Key changes in the Government’s response are:
- The right to request flexible working will become a day one right, with the requirement for 26 weeks’ employment before making a request to be dropped.
- The current list of permissible business reasons for which an employer can refuse a flexible working request will not change.
- Employers should consult with workers as a means of exploring alternative options before turning down a flexible working request (this is consistent with current ACAS guidance on handling flexible working requests).
- Employees will be able to make two flexible working requests in any 12 month period.
- Employers should make a decision on a flexible working request within two months, reducing the “reasonable” period from three months. It will still be possible for employers and employees to agree an extension to this.
- Employees will no longer need to explain what the effect of the change will be on their employer and how this effect could be dealt with.
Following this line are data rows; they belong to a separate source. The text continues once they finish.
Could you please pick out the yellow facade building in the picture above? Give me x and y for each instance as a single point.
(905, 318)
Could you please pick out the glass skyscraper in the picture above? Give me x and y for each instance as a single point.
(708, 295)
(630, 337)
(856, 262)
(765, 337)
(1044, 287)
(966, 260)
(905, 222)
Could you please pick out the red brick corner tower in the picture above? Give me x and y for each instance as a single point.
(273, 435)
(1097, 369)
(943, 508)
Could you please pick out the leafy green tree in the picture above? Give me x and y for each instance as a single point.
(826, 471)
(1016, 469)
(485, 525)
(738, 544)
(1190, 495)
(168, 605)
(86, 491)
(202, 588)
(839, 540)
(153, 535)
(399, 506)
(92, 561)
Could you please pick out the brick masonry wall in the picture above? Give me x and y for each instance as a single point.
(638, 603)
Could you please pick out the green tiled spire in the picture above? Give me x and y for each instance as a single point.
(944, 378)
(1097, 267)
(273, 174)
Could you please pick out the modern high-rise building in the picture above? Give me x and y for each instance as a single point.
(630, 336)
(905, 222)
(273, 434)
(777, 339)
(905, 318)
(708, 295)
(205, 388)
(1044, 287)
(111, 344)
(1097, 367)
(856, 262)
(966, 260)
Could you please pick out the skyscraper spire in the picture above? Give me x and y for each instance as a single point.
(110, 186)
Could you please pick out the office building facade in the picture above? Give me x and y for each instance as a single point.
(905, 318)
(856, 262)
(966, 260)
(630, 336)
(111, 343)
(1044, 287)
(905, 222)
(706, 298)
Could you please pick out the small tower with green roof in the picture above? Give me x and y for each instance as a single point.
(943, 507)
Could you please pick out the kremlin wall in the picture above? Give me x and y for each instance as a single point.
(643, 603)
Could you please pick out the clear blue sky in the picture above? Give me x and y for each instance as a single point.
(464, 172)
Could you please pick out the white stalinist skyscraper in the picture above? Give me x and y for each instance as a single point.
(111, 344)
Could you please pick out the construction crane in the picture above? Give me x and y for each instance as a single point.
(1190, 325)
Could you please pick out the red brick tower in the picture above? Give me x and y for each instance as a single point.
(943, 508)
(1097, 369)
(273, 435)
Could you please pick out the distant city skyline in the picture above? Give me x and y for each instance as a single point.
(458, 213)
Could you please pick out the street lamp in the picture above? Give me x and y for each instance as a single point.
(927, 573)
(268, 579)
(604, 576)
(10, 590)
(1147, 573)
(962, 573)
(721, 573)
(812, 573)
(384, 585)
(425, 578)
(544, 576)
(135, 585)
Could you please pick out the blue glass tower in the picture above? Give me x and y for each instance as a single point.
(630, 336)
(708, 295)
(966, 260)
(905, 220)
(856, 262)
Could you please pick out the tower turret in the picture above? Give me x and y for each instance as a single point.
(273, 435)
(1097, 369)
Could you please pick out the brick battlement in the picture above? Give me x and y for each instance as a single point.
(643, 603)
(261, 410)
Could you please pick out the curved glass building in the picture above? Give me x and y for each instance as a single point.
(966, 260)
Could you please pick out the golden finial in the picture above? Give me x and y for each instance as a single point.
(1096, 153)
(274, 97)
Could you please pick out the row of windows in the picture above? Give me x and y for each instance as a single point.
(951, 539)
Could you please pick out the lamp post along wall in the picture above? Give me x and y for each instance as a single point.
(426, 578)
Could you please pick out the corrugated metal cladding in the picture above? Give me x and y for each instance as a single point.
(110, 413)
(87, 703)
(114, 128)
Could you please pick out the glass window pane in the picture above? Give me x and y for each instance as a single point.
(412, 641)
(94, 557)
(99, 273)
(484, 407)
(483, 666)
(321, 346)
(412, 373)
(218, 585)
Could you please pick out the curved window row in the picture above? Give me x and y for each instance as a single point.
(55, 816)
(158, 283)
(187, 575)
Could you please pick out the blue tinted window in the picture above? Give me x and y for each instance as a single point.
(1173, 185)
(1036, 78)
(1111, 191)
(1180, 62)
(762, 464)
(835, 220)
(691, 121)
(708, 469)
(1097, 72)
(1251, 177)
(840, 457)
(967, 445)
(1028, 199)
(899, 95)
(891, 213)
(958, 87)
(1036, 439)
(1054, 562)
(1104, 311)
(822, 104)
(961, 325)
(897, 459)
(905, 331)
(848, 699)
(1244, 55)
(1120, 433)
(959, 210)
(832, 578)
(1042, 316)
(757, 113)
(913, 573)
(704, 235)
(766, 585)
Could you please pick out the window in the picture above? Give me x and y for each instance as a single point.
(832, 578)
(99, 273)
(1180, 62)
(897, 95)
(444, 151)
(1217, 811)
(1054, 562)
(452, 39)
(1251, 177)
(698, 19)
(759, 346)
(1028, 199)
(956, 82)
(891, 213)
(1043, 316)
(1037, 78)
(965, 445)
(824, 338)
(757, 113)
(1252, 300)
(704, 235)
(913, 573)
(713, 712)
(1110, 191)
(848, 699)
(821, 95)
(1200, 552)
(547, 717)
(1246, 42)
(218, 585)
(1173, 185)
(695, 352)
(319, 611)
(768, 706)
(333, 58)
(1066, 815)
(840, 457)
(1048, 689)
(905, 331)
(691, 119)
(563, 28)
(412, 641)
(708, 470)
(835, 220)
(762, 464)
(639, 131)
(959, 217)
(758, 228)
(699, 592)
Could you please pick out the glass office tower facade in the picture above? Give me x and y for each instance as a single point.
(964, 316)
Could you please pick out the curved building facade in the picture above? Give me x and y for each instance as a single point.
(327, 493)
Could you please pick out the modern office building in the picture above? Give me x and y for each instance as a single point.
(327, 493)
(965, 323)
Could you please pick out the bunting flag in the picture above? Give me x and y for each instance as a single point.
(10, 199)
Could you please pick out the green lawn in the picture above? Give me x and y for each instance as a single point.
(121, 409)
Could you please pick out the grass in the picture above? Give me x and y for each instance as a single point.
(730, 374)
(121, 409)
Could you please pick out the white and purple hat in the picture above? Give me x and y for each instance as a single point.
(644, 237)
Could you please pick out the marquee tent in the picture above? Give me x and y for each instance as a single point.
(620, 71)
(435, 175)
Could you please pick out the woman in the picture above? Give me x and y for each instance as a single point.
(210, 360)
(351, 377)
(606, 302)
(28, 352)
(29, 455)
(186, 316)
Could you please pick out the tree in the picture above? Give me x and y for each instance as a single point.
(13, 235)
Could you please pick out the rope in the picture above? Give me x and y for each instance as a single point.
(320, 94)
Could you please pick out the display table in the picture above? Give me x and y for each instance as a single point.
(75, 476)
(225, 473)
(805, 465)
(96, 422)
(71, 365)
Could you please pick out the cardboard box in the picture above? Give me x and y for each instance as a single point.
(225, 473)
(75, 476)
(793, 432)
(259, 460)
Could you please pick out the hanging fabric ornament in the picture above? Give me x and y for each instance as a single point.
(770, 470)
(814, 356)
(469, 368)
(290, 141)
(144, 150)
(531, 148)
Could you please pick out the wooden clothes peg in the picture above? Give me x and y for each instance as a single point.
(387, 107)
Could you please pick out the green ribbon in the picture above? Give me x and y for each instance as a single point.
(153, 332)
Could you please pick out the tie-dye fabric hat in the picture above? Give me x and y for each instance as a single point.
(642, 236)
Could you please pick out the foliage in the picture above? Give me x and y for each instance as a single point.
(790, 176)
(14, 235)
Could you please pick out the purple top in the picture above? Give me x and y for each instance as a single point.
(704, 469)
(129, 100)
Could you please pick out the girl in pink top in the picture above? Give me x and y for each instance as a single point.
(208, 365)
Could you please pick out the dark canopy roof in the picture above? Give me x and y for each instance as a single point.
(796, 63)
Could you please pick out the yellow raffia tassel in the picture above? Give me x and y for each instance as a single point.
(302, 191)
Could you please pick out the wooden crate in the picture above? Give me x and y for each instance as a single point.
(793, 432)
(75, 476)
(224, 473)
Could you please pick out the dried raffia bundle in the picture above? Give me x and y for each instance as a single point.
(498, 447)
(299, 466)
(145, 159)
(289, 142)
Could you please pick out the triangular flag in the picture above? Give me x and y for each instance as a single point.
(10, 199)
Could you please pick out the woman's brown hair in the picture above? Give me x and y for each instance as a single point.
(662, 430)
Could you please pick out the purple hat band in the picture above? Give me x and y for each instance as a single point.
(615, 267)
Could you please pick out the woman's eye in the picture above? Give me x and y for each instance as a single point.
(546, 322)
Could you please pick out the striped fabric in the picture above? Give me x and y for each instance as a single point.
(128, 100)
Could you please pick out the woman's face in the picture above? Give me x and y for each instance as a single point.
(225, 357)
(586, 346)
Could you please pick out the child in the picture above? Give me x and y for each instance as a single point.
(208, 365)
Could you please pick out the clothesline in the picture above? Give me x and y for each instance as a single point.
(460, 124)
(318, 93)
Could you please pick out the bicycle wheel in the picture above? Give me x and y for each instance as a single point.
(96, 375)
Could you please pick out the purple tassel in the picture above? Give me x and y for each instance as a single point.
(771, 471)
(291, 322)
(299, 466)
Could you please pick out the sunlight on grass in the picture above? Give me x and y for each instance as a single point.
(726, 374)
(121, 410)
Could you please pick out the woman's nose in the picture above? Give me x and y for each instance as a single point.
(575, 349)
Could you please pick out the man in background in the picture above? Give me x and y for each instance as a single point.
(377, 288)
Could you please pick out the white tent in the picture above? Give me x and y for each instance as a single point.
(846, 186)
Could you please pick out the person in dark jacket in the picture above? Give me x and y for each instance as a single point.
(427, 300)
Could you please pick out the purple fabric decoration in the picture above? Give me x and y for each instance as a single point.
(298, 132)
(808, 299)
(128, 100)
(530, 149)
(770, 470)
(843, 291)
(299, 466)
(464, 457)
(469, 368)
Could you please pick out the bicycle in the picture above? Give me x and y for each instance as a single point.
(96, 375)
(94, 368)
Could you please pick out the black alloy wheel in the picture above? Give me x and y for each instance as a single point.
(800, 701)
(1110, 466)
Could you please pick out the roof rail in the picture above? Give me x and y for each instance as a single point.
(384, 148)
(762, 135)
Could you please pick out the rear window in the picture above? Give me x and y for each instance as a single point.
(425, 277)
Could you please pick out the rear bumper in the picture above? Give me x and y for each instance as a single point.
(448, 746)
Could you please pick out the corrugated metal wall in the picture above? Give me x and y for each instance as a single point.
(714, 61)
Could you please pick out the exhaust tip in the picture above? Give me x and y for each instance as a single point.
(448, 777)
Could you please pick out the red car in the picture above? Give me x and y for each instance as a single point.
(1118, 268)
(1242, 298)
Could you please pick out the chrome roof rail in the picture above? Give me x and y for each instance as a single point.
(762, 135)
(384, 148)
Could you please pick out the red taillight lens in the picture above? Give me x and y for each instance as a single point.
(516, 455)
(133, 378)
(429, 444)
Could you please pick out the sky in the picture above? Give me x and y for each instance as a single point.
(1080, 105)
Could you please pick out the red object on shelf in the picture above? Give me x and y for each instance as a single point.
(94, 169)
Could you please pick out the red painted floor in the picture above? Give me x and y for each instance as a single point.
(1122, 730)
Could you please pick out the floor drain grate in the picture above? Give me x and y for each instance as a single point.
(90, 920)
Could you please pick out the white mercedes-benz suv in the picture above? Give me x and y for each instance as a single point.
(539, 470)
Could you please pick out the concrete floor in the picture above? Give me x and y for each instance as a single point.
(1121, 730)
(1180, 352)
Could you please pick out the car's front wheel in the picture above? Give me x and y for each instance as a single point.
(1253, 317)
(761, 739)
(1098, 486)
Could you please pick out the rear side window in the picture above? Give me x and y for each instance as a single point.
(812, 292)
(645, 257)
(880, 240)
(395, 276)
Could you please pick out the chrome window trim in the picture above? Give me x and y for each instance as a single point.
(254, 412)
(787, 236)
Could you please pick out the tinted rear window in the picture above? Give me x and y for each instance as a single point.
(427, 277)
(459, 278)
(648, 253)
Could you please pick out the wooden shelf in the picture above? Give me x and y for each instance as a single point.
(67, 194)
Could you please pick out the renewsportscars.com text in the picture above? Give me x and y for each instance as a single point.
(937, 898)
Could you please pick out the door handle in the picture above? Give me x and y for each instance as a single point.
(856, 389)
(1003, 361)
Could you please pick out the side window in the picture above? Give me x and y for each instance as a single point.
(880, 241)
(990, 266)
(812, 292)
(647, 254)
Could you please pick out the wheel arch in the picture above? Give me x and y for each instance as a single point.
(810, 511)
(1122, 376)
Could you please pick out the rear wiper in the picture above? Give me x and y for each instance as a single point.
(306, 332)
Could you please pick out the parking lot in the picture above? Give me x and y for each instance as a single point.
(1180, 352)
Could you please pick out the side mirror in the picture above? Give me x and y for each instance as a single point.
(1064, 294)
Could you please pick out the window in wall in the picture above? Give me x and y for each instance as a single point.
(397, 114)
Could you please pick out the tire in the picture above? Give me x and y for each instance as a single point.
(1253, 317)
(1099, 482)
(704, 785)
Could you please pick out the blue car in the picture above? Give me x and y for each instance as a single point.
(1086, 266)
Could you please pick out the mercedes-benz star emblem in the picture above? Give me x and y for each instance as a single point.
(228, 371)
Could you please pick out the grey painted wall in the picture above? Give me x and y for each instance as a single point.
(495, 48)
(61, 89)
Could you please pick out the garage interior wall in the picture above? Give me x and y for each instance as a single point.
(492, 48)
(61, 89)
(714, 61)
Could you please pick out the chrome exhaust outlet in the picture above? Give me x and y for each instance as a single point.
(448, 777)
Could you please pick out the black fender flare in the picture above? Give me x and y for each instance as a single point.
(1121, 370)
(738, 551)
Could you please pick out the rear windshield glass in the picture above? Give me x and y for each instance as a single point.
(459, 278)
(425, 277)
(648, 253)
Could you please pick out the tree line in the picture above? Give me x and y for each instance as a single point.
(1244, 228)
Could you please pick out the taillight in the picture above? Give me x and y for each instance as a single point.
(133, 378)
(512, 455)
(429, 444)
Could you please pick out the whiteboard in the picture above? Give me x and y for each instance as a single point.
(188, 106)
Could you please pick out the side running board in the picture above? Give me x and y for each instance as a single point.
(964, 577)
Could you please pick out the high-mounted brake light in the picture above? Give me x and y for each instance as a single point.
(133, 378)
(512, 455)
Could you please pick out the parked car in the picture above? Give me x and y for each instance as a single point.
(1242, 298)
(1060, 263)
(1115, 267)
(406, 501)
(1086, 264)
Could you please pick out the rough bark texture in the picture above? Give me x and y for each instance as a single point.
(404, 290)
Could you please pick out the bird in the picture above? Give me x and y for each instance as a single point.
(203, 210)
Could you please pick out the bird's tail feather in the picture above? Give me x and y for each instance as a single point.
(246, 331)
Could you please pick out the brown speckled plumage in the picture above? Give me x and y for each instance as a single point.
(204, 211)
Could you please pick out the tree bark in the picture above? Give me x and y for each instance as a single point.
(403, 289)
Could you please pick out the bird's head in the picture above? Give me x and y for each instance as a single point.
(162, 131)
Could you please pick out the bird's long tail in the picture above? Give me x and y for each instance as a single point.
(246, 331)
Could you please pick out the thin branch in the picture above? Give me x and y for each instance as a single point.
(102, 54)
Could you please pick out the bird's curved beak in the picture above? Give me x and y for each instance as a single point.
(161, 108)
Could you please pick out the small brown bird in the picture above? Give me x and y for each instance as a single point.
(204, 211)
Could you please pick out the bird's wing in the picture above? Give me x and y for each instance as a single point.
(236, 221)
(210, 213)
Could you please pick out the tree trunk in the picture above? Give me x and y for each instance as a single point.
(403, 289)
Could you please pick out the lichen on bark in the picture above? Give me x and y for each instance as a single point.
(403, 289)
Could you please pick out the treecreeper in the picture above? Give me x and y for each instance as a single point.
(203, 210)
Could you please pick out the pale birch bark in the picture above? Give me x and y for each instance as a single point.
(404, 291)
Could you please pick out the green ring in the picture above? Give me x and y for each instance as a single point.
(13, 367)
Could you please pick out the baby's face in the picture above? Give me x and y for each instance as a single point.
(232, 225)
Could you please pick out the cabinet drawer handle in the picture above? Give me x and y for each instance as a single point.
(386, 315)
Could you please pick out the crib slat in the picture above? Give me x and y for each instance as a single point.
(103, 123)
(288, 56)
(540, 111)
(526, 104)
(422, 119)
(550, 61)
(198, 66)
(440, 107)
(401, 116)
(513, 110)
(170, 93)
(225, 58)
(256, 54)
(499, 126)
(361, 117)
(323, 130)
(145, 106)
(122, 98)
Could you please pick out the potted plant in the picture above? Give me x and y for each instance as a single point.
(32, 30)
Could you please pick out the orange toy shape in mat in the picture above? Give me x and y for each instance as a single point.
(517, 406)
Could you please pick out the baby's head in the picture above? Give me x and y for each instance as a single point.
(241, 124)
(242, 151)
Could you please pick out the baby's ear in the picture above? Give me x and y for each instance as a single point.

The Government suggests that employers should seek to engage with employees to jointly understand what the impact of the request might be.
As a reminder, other employment issues which are the subject of private members' bills currently making their way through Parliament with Government support are:
1) Introducing a duty on employers to take reasonable steps to prevent sexual harassment of employees and protection from harassment by third parties (Worker Protection (Amendment of Equality Act 2010) Bill);
2) Extending protection from redundancy for parents returning to work after maternity, adoption and shared parental leave such that they will need to be offered any suitable alternative vacancies ahead of other employees (Protection from Redundancy (Pregnancy and Family Leave) Bill);
3) Carers’ leave giving carers an entitlement to one weeks unpaid leave (Carer’s Leave Bill); and
4) A right to paid leave to care for a child receiving neonatal care, in addition to any other family leave entitlements (Neonatal Care (Leave and Pay) Bill).
What does this mean for employers
The Government’s response and the draft bill make it clear that flexible working remains something that an employee has a right to request. Flexible working is not going to become the “default position” for all jobs as initially suggested in the Government’s consultation. One notable omission from the proposed changes is that they do not introduce any additional sanctions for an employer’s breach of this process, which will be welcome news to employers who do wish to turn down flexible working requests and may inadvertently breach the process in doing so.